Creep (1992/1993) – For some reason Creep didn't make much of an impression when it was originally released in 1992. In 1993 Creep was re-released and became Radiohead's biggest hit. It was so big that Radiohead stopped playing it live in 1998.
Karma Police (1997) – The second single from "OK Computer", the song was written as an inside joke between the members of Radiohead about the random enforcement of Karma. Although we know Karma may enforce its will at random, it's still something that we don't want coming after us.

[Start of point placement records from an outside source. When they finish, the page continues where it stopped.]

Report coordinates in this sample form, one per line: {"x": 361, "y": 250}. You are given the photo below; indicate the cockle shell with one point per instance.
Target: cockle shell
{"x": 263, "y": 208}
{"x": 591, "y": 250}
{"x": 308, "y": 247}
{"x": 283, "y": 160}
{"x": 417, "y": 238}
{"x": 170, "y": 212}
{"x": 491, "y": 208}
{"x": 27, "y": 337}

- Meeting in the Aisle (1998) – Radiohead's first all instrumental track was a bit of a departure from their signature sound. It's a lush, rich and fluid sound that is soothing and little bit scary all at once.
How to Disappear Completely (2000) – If you're having one of those days where you want to curl up and die this is the best and worst song to listen to all rolled into one. The haunting strings and vague, haunting lyrics make it among the saddest songs that Radiohead has ever written.

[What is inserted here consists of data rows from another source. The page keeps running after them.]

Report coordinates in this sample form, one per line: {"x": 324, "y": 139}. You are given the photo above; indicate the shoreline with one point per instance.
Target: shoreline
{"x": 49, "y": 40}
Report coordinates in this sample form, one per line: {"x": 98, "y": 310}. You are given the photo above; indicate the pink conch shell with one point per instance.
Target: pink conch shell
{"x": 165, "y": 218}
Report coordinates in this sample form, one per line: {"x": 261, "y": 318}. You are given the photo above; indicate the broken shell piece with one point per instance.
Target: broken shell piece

- Idioteque (2000) – The electronic driven beats were yet another step in the continuing evolution of Radiohead. After it's success Radiohead began to experiment with more electronic beats in their music.
- You and Whose Army? (2001) – This song is open defiance to the creatures that run mainstream society and uphold the status quo. Now we hate "the man" as much as Radiohead, but you do have to be careful when you're dealing with people who can answer the question "You and Whose Army?"
Go to Sleep (2003) – It's odd use of time signature is what makes this song stand out. Since Radiohead completely did any with anything that resembles traditional time signature, some people may find the song difficult to listen to; but Radiohead is able to make it work.
I'm a Wicked Child (2003) – Radiohead's B-side to "Go to Sleep", may sound like a repentant cry for help, but we don't think the guys of Radiohead regret one second of their awesomeness.
- Thinking About You (1993) – The line "I'm thinking of you so how can you sleep" puts this song a bit on the creepy side. Still if you're going to have a stalker you could probably do worse than Radiohead.
- Faithless, The Wonder Boy (1993) – Even though it didn't much of an impression when it was first released, it remains one of the best Radiohead songs of their early career.